Незаметно я придвигаюсь ближе к ним. Я хочу дослушать песню. Печально глядя вдаль, Ананий тянет. Голос у него тонкий–тонкий, бабий голос, и дрожит.
Не к лицу нам покаянье, —
Коммунист — огонь, огонь.
Мы бессмертны, до свиданья!
Трупом пахнет самогон.
Позади я слышал, как философствует Андрей Фиалка. С ним редко бывает приступ такого словоизлияния. Но раз он «разбежался», то уже не остановится.
— …И вот, дура–мама, весна. По всей землешеньке цветут вишневые сады, грядами, а между ними зеленая трава по колено. И шабаш. Весь, дура–мама, мир стихнет. Мечи перекуют на оралы. Я объявляю: ни у какой дуры–мамы не удержится злоба на душе перед такой красой.
Ему возражает парень с жиденькой бородкой. Этот действительно был монашком в Равенбургском монастыре. За воровство он был сослан большевиками в Казахстан, оттуда пешком пришел в Китай, через Монголию. Все знают, что он вор, и он этого не таит. Это его «честная профессия».
— А я, братцы, — гнусливым голосом поет он, — одной зрительности держусь: социализма. Отменная, скажу, социализма на земле утвердится через воровство. Зрительность моей точки такая: собственностей на земле не будет, вот и мир воцарится, благословенность в человецах утвердится. А, братцы, ворами собственность как раз не допускается.
Китаец восхищенно смотрит на них. Из всего их разговора он понимает только одно слово — социализм.
Я замечаю: харбинский гимназист, оглядываясь в мою сторону, быстро перебегая к ним, нагнулся и, вытягивая шею, жадно и громко шепчет:
— Господа, вы о чем, о женщинах? — Он сладострастно жмурится и еще тише добавляет: — Я люблю о женщинах…
Меня осеняет догадка: осведомляет он.

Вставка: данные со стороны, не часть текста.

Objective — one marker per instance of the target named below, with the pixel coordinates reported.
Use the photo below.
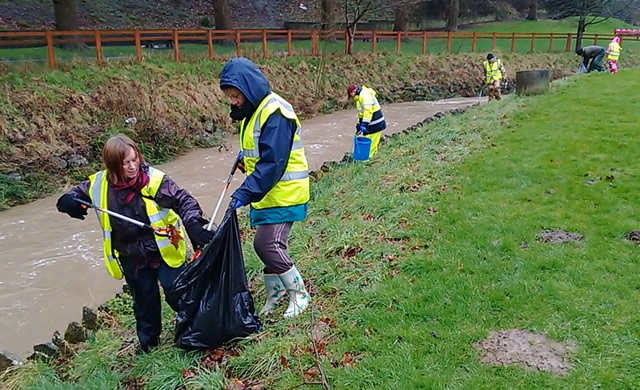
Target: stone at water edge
(75, 333)
(7, 360)
(532, 82)
(89, 318)
(45, 351)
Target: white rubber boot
(275, 291)
(299, 299)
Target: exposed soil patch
(634, 236)
(559, 236)
(533, 351)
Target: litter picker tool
(171, 232)
(236, 163)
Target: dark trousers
(271, 245)
(146, 298)
(596, 62)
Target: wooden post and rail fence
(307, 42)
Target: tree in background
(356, 10)
(453, 13)
(222, 16)
(66, 15)
(327, 14)
(401, 20)
(533, 10)
(589, 12)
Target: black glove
(199, 236)
(67, 205)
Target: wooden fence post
(176, 45)
(424, 42)
(264, 43)
(347, 42)
(374, 41)
(98, 40)
(238, 48)
(50, 52)
(314, 43)
(136, 35)
(533, 43)
(210, 43)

Я думаю: сейчас или обождать?
Ананий закрывает глаза. Как бы хочет показать, что засыпает в смертном сне, и со свирепой тоской кончает припев:
Э–эх, доля, недоля.
Глухая тюрьма, —
Долина, осина,
Могила темна.
Гаснут костры, близится полночь…
Письма от «Павлика» — это тот, кто работает по заданию Воробьева в Олечье, — мне доставил английский офицер.

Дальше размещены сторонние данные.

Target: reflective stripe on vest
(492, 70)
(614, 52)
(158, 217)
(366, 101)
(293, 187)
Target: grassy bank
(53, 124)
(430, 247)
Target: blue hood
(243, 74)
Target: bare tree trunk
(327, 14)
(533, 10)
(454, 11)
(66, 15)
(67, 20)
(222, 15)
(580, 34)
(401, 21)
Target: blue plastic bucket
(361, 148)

В болотистом местечке Ю–Куй–Хо мы ждали темноты, чтоб начать переправу через Аргунь. Влево от нас вдали слышалась ленивая, однако непрерывная стрельба. К выстрелам очень тревожно прислушивался китаец Люи Сан. Видимо, он чему–то недоумевал и все время порывался заговорить со мной: никто, кроме меня, не знал значения этой стрельбы.